Previous Section Back to Table of Contents Lords Hansard Home Page

Earl Russell: My Lords, would the noble Lord agree that election acquired an importance it had never previously had when felony was abolished by Mr Harold Wilson in a fit of absence of mind?

Lord Borrie: My Lords, I agree, but my point relates to the types of case referred to at the beginning of the debate by the noble and learned Lord the Attorney-General--very serious cases involving considerable

2 Dec 1999 : Column 940

loss of reputation. For those convicted, both today and yesterday, and cases where one never have had any right to choose and where it is, as a matter of course, a summary trial.

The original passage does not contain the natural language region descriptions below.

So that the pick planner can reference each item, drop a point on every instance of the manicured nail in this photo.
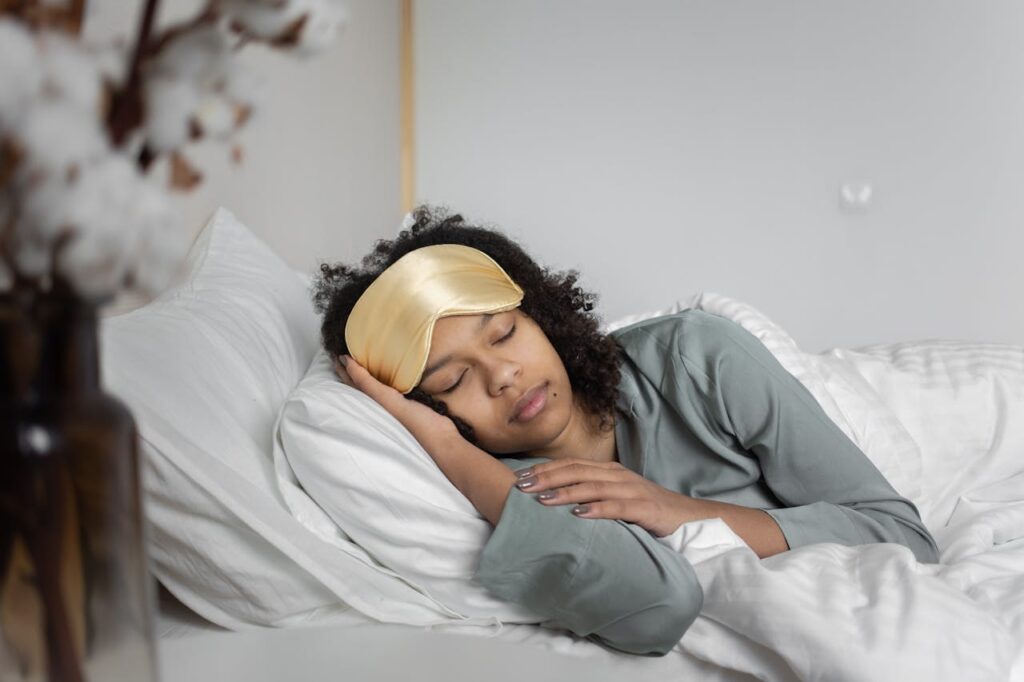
(526, 482)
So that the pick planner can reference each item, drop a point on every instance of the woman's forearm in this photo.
(756, 526)
(484, 480)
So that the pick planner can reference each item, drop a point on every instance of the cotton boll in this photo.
(161, 247)
(56, 135)
(262, 19)
(70, 73)
(325, 20)
(99, 208)
(215, 116)
(195, 54)
(32, 255)
(20, 75)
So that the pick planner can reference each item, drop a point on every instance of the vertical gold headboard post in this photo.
(408, 111)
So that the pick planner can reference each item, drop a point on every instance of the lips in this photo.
(526, 399)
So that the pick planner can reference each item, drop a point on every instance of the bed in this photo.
(239, 543)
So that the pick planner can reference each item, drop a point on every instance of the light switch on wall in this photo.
(855, 197)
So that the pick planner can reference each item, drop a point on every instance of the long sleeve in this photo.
(832, 491)
(605, 580)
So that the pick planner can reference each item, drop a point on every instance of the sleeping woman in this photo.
(586, 451)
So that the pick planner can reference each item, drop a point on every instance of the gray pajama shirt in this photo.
(706, 410)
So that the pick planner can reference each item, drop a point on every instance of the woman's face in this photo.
(481, 365)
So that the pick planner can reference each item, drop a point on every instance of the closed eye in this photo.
(501, 340)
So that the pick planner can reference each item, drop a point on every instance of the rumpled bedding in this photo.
(954, 413)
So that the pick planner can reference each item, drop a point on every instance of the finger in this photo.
(589, 492)
(567, 474)
(633, 511)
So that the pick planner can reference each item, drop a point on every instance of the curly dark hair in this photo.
(553, 300)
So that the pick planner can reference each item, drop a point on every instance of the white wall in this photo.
(667, 146)
(321, 176)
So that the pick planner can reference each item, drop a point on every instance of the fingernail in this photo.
(526, 482)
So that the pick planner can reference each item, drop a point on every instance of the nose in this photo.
(503, 372)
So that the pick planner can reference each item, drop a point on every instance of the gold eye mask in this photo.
(389, 330)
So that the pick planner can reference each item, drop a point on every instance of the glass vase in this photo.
(76, 597)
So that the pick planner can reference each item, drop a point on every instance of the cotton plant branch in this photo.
(82, 127)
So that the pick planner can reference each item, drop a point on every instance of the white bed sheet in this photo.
(866, 612)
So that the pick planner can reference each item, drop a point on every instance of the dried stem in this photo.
(126, 114)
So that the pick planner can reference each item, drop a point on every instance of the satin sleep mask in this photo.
(390, 327)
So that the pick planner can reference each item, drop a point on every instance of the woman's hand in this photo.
(422, 422)
(607, 491)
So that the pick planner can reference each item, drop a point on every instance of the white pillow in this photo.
(375, 480)
(205, 369)
(382, 488)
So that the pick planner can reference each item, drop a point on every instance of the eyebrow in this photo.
(444, 360)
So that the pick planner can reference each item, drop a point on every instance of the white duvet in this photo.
(872, 612)
(944, 422)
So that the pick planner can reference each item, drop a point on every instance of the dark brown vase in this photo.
(76, 598)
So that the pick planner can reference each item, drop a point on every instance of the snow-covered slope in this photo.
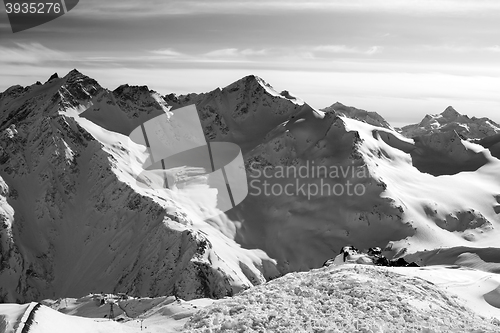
(73, 219)
(451, 120)
(369, 117)
(350, 298)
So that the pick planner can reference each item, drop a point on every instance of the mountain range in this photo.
(74, 221)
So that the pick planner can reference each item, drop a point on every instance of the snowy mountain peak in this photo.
(450, 113)
(452, 120)
(369, 117)
(52, 77)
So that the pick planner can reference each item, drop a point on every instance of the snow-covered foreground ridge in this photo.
(74, 221)
(349, 298)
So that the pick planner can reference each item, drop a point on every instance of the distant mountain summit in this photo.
(369, 117)
(451, 120)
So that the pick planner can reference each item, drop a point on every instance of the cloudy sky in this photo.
(401, 58)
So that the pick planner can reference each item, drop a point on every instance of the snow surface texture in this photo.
(74, 221)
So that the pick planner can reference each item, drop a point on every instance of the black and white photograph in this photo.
(266, 166)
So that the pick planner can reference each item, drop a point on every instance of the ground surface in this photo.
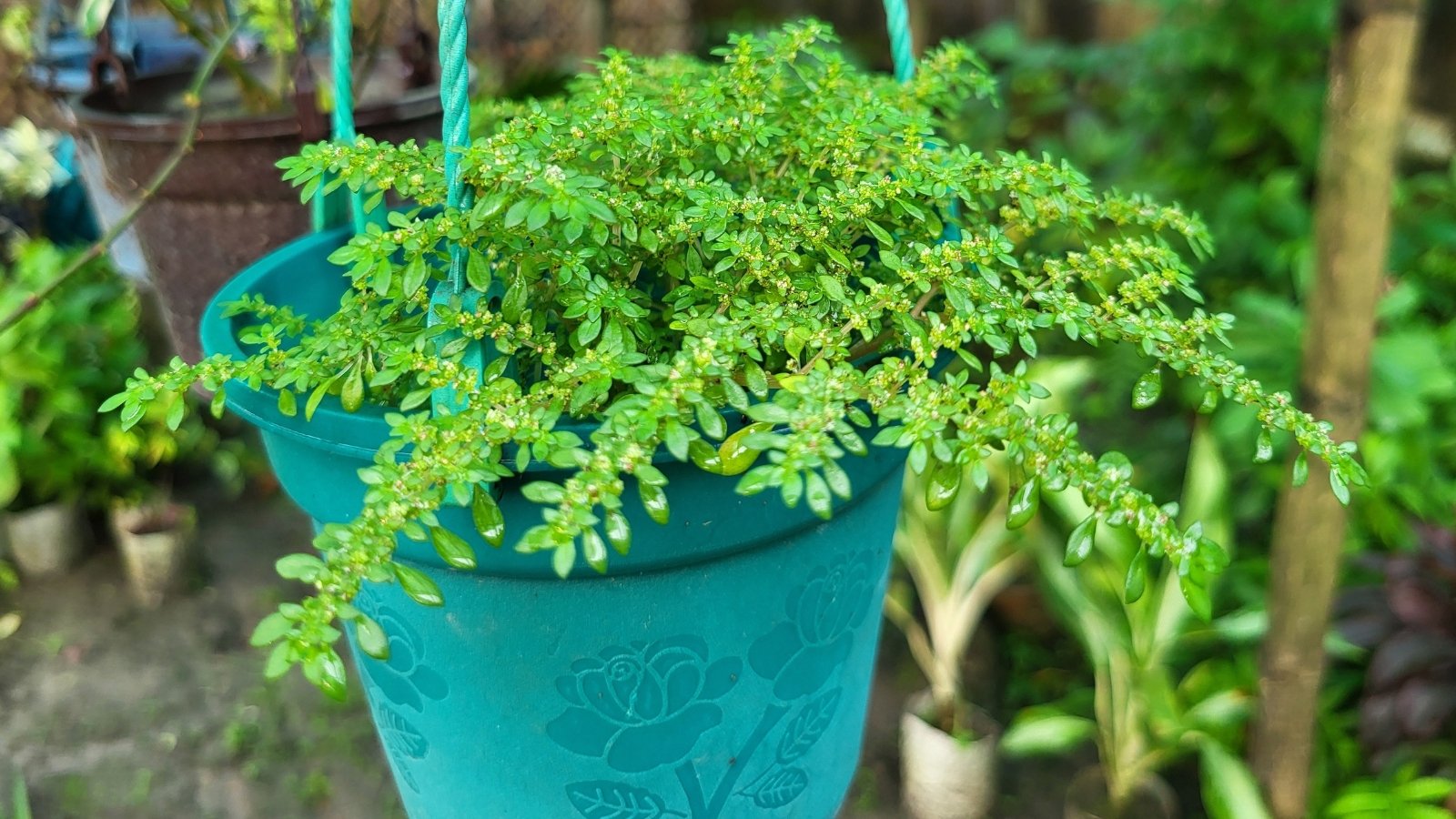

Therefore the division between summary trial, either- way cases and, for that matter, indictable cases is a fuzzy one. My point is that over the centuries the lines have been drawn at different places at different times. The 1855 Act came in in the way I have described. The lines have been drawn by government and Parliament as to which cases should go to a jury and which should not. It has always been perfectly proper and indeed respectable, as I think your Lordships will agree, for the burden on the public purse of jury trial and the delays that are caused if the accused opts for trial by jury to be regarded as factors, albeit not as serious as the key factor of gravity of the offence, which divides indictable offences from others.

However, it has always been thought that those other factors I have mentioned have been perfectly proper ones to consider and the 1855 Act itself, which restricted automatically trial by jury, referred to,

    "the need to diminish expense and delay in the administration of justice".

Lord Phillips of Sudbury: My Lords, would the noble Lord not accept that theft was always an indictable offence?

Lord Borrie: My Lords, yes indeed, and in 1855 certain changes were made. The point I want to emphasise is that expense and delay have been very important factors as to where to draw the line. I think I follow the noble and learned Lord the Attorney-General on the points which he made earlier about delays and how they pollute the course of justice. It is not just a matter of the accused and the delays that affect him: it is the delays as they affect victims and witnesses. I would suggest that these delays also adversely affect society in general, especially if one may assume that memories may not be so good as they were after a period of time has elapsed.

Lord Carlile of Berriew: My Lords, I am grateful to the noble Lord for allowing me to intervene and apologise for being the third person to interrupt him. In the balance between delay and a fair result in a trial, does he agree that a fair result wins by a mile on every occasion?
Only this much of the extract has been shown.